結局、側近の武井夕庵が信長を抑制した次第。

信長に聞く耳があることを印象付けた一幕にも。

 

画像:NHK大河ドラマ『おんな太閤記』第十六回「秀吉蟄居」

 

風前の灯火だった秀吉の身代わりとして。信長によって斬り落とされた灯篭の情景。

信長の弓術を間近で

画像:NHK大河ドラマ『おんな太閤記』第十六回「秀吉蟄居」

 

信長が弓の鍛錬中であっても、お側に居たのは武井夕庵。こうした情景からも、信長の側近中の側近といったところが印象付けられました。

こういう人は、何でも信長に話せるので、質が悪い人だと周りが困ってしまう。じゃがのう、ここまで観ているかぎり、武井夕庵に関しては大局的見地があり、公平性を重視している人。だからこそ、信長としても安心して側(そば)に置かない法はない様相だったのかもね。

側近に銭をばらまけば

画像:NHK大河ドラマ『おんな太閤記』第十六回「秀吉蟄居」

 

秀吉は毎夜、酒盛りを開いて遊びほうけておると噂が立てば結構(笑)側近に銭をばらまけば、すぐさま信長様の御耳にも入ろうて。それがつけめよ。(秀吉)

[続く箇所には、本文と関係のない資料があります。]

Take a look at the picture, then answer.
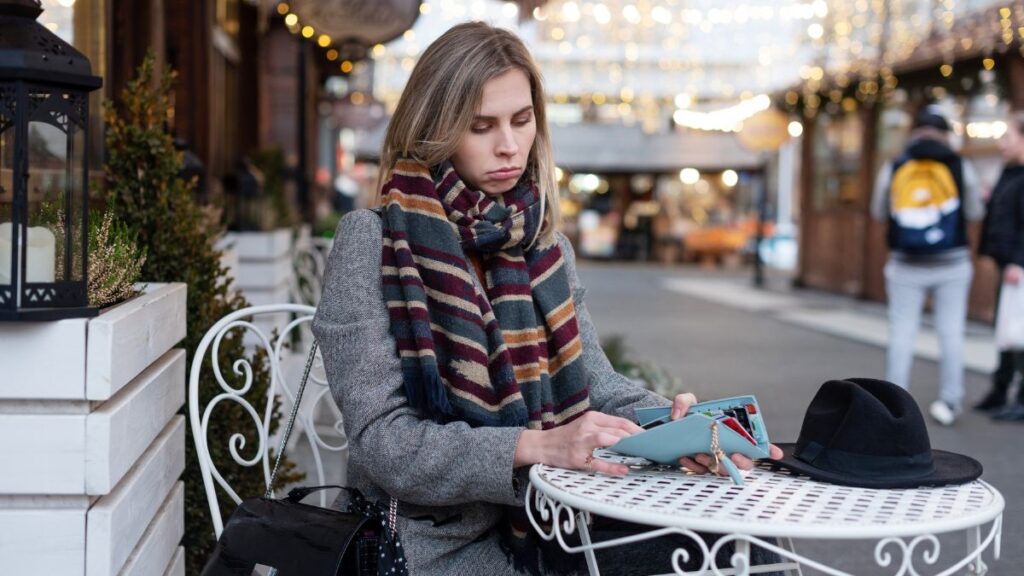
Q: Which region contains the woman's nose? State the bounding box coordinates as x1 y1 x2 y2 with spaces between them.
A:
495 126 519 156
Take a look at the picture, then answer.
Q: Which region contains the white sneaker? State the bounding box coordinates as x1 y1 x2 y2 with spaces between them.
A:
928 400 958 426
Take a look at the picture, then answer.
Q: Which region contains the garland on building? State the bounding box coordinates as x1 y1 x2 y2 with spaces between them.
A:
103 53 299 574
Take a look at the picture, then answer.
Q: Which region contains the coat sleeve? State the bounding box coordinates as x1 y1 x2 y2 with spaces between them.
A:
1008 183 1024 268
558 234 672 420
312 210 522 505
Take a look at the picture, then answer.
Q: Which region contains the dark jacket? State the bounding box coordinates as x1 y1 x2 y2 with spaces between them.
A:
978 165 1024 268
887 138 967 253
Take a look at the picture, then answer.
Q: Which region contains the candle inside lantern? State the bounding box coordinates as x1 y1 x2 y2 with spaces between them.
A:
0 222 56 284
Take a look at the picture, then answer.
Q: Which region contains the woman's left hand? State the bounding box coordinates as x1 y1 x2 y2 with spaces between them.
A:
672 393 782 476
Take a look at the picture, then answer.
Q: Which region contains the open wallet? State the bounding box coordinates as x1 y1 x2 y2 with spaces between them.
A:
609 396 771 485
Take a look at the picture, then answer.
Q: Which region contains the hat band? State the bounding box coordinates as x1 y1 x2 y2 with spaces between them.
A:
794 442 935 480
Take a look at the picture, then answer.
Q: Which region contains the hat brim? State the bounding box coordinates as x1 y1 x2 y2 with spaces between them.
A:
766 444 982 488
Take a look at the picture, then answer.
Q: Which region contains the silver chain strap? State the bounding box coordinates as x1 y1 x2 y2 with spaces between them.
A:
263 340 398 537
263 340 319 498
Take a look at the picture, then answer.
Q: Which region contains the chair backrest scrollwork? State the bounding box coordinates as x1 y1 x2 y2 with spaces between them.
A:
188 303 348 538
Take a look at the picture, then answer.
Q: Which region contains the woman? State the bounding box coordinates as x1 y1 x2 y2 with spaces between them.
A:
975 112 1024 421
313 23 781 575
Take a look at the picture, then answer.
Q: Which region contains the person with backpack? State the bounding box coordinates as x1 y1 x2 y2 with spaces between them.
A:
871 108 985 426
975 111 1024 421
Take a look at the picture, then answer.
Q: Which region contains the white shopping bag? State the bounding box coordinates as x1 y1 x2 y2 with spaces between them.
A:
995 282 1024 351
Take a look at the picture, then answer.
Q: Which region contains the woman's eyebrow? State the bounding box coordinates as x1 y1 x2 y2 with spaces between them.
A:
473 105 534 122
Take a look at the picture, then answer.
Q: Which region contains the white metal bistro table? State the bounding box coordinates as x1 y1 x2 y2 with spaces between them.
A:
526 450 1005 576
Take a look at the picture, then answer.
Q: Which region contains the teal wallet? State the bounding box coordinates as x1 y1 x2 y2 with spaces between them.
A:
609 396 770 484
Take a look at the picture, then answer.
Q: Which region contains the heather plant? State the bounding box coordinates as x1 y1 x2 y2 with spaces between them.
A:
88 211 145 307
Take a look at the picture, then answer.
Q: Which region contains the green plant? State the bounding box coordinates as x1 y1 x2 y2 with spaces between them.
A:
252 148 299 229
601 334 681 398
104 53 301 574
312 210 345 238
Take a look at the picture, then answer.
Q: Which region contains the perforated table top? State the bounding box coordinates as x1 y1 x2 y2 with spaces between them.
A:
530 451 1005 539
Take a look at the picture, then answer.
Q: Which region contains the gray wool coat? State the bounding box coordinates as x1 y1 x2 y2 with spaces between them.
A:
312 210 670 576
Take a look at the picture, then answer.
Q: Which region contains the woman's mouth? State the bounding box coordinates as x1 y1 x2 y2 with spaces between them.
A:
487 168 522 180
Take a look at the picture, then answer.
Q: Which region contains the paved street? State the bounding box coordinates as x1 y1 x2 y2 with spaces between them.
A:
580 262 1024 575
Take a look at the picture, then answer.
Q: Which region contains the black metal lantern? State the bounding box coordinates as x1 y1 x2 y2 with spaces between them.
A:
0 0 102 321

これって、武井夕庵とかにも銭を送ったってことでしょうね。

だとすれば、なおさら武井夕庵が「毎夜、酒盛りで遊びほうけている筑前が御屋形様に謀反を起こす道理がございませぬ」とか言った可能性も(笑)

 

画像:NHK大河ドラマ『おんな太閤記』第十六回「秀吉蟄居」

 

そして、秀吉というか、橋田先生の思惑通りに。

おかか!出陣じゃ。戦じゃ。(秀吉)

御前様(ねね)

大和信貴山城の松永久秀を討てと信長様よりの御命令じゃ。案の定よのう、儂が出て行かねば誰も久秀を討つ者などおらぬわ。(秀吉)

では蟄居は?(ねね)

休みは終わりじゃ(秀吉)

秀吉に対する信長の勘気が解けたわけですね。

一件落着

画像:NHK大河ドラマ『おんな太閤記』第十六回「秀吉蟄居」

 

毛利攻めは、まず播磨の三木城から(信長)

秀吉の出陣により、松永久秀親子は信貴山城において自害して果て、その波乱の一生を閉じた(語り)

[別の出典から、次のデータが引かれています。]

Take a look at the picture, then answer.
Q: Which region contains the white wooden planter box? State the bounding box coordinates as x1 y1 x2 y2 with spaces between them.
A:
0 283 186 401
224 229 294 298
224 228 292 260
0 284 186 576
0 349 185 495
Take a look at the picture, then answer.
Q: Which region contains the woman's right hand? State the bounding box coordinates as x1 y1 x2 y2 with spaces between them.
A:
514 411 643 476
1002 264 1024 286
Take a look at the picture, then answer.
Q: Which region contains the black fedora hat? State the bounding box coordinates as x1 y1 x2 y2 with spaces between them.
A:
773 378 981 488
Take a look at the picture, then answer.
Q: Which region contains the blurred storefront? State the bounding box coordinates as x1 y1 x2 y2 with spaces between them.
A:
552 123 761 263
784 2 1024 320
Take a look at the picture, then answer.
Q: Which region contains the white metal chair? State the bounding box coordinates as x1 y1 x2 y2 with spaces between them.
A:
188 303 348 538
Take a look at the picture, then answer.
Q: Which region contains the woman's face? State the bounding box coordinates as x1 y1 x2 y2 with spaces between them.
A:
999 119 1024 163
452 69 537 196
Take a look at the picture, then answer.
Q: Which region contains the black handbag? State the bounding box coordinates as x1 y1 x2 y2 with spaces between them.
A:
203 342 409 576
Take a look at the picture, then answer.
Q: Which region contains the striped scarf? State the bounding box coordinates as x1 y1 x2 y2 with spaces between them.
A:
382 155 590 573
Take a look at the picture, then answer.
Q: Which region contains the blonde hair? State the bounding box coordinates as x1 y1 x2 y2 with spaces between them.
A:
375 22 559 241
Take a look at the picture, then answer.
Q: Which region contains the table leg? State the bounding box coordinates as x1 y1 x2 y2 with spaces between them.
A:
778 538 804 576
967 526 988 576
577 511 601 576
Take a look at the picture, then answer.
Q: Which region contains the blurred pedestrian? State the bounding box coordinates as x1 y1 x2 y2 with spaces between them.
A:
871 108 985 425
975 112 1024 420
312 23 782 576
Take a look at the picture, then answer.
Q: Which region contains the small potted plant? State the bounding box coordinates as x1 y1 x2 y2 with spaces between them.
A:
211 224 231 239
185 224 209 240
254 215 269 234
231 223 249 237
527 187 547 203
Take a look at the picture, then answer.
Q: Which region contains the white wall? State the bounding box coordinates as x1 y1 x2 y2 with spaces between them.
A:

秀吉、命に代えましても、必ずや落として御覧にいれます(秀吉)

無事、責務を果たした秀吉には、息つく暇もなく大仕事が待っていた(語り)

良好の主従関係を復活させた信長と秀吉。そして、その傍らには秀吉の助命に尽力した武井夕庵の姿も。

 

武井夕庵自身、信長の側近故に、実際の戦で手柄を立てるような役回りではない。じゃがのう、大局的見地を踏まえた上でも、秀吉のような人物を織田家の繁栄のために有効活用すること。それすなわち、武井夕庵の勝ち戦に相当する部分だったのかも。

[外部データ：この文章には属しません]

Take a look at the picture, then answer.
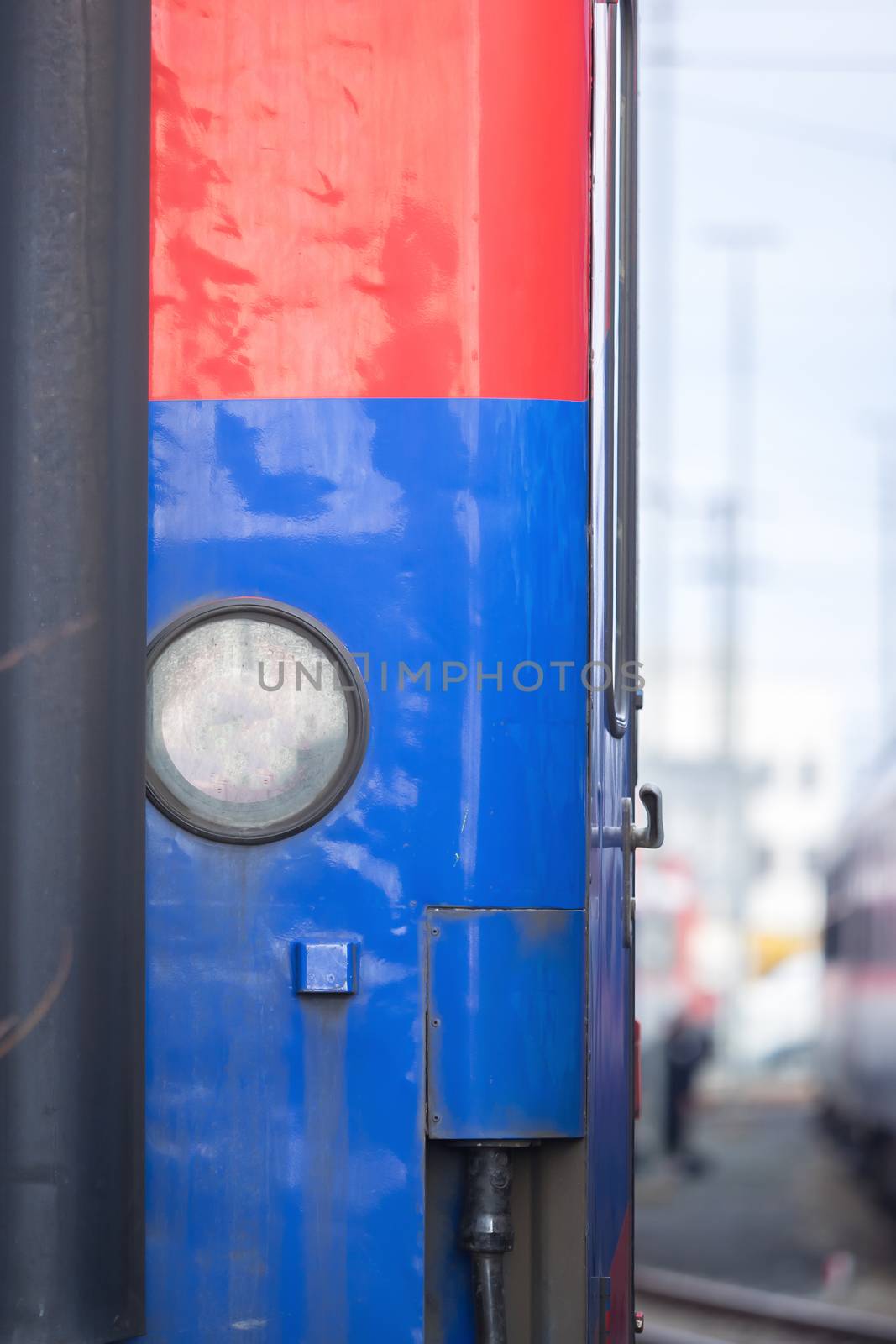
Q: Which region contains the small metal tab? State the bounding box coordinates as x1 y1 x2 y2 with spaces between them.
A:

というわけで、歴史の表舞台で脚光を浴びることが少ない(かもしれない)武井夕庵について、さりげなく描写しようとした点は、橋田壽賀子作品ならではといったところでしょうか。

 

画像:NHK大河ドラマ『おんな太閤記』第十六回「秀吉蟄居」

 

多田幸男さんはNHKおしんにも

NHK朝の連続テレビ小説『おしん』第89回

 

多田幸男(別名・多田幸雄)さんは、NHKおしん第89回に、竜三の取引先の業者だった中野役としても出演されました。